Damon Evans says his career goal was never to be an African-American athletics director — just an athletics director.
When the University of Georgia selected him in 2003 to replace Vince Dooley, he had to deal with issues not only of his race but also of his age; at 34, he was one of the youngest ADs in the country. And he was replacing a much-loved legend who was leaving amid controversy.
Bulldog fans will recall that Dooley — who also was the coach for Georgia's 1980 national championship football team — retired as athletics director after a power struggle with university President Michael Adams.
"It's hard to come in behind someone who's done a great job," Evans said. "I wasn't going to replace the guy."

Damon Evans helped the University of Georgia win several of the trophies on display at Butts-Mehre Heritage Hall — first as a football player and now as the university's athletics director.
Instead, he said, he fell back on the teaching and coaching he received from Dooley as both a football player and an associate athletics director.
"People asked, 'Is Damon a Dooley man or an Adams man?' " Evans recalled. "I'm a University of Georgia man."
As the trophy cases outside Evans' campus office show, he has continued the university's tradition of success. Since he became the AD, Georgia teams have won six national championships in men's and women's sports, as well as numerous Southeastern Conference crowns.
Evans says his age and his four years on the UGA football team help him relate to student-athletes.
"I am younger. That opens the door for them to be more receptive to me," he said. "I am a former student-athlete. I know what they're going through."
While being an African-American does help him empathize with African-American student-athletes and help them identify with him, "I want all students to have the greatest possible success," he said.
"I hope my role as AD will shed some light," Evans said. "I can show African-American student-athletes opportunities outside professional sports ranks."
Seeing an African-American in a leadership role in the front office can open doors, he said. "They have never seen anyone like them in a position like mine. . . . They say, 'Maybe I can do it, too.' "
While Evans once dreamed of a career in professional football, he said he was well-grounded in his family's value that education was more important.
As a freshman, when other new members of the football team said their goal was to go pro, Evans recalled that he said his goal was to graduate.
"You have to distinguish between your goals and your dreams," he said. "Goals are more attainable."
Evans completed his bachelor's degree in finance in 1992 before his football eligibility expired and earned a master's degree in sports management from UGA's Terry College of Business in 1994.
In his junior and senior years, Evans said he realized that he wanted to work in the business side of sports. During graduate school he decided that he could make the biggest difference by being at the highest levels of athletics administration.

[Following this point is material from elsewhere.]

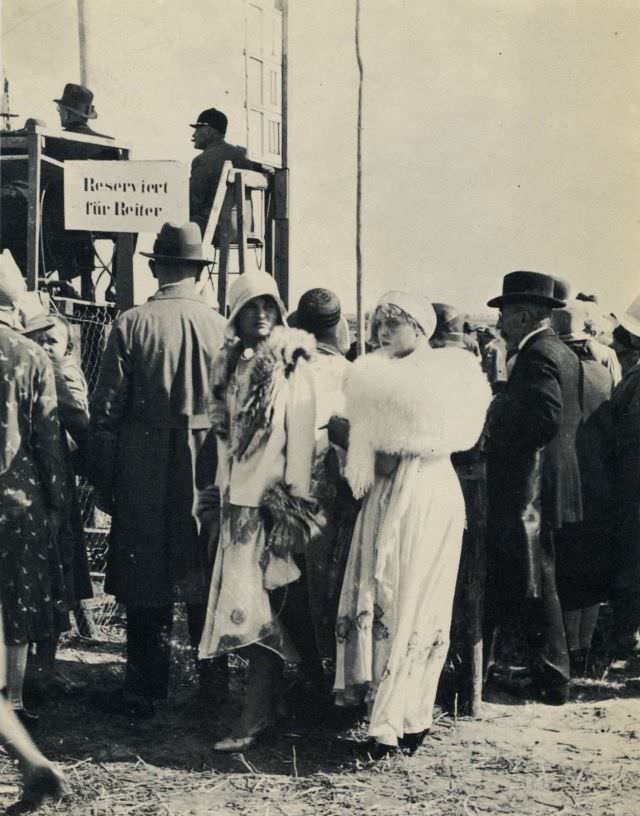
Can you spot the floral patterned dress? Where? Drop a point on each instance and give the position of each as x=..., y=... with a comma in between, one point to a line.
x=240, y=611
x=32, y=492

His entire career has been in sports management at the University of Missouri, the Southeastern Conference and UGA, where he was associate and senior associate athletics director.
He continues to be a member of SEC and NCAA committees and has been honored with Street & Smith's SportsBusiness Journal "40 Under 40 Award" twice. He's been the Terry Outstanding Young Alumnus and was listed among Sports Illustrated's "101 Most Influential Minorities in Sports."
Now that he has become more established, Evans is promoting diversity at UGA.
Last year, he said, he instituted diversity training for coaches and staff. He said diversity training should allow people to view one another's differences and then recognize "how our differences come together and help us to be successful."
In addition, he said the athletics department supports diversity initiatives throughout the university.
Diversity also is part of his hiring process, Evans said. Recently, the university hired Kelley Hester to coach the women's golf team, replacing the former coach, a man. At about the same time, he extended the contract of Andy Landers, the women's basketball coach.
Evans said there are still too few female coaches for women's sports.
"The search process means you get out and search for people," Evans said. "It's important to bring minorities to the table to let them present their case for the job."
The person hired, he said, is the best person for the job. "I will give different groups the opportunity to be interviewed," he said.
He added that inclusiveness is part of diversity. "If people don't feel included, that's a problem."
Ultimately, his decisions as athletics director should lead to higher graduation rates for student-athletes. "That's my No. 1 priority: educating young men and women."
He noted that college athletics can be a tough business, in which coaches' jobs depend more on how many games they win than on how many of their student-athletes graduate.
"We're sending a mixed message," Evans said.
As AD, Evans must deal with educating students as well as satisfying boosters who are looking at wins and losses.
Evans pointed out that nearly all his peers, coaches and colleagues are older than he is. "I've got to be on top of my game . . . and not let this institution, the Bulldog Nation, down."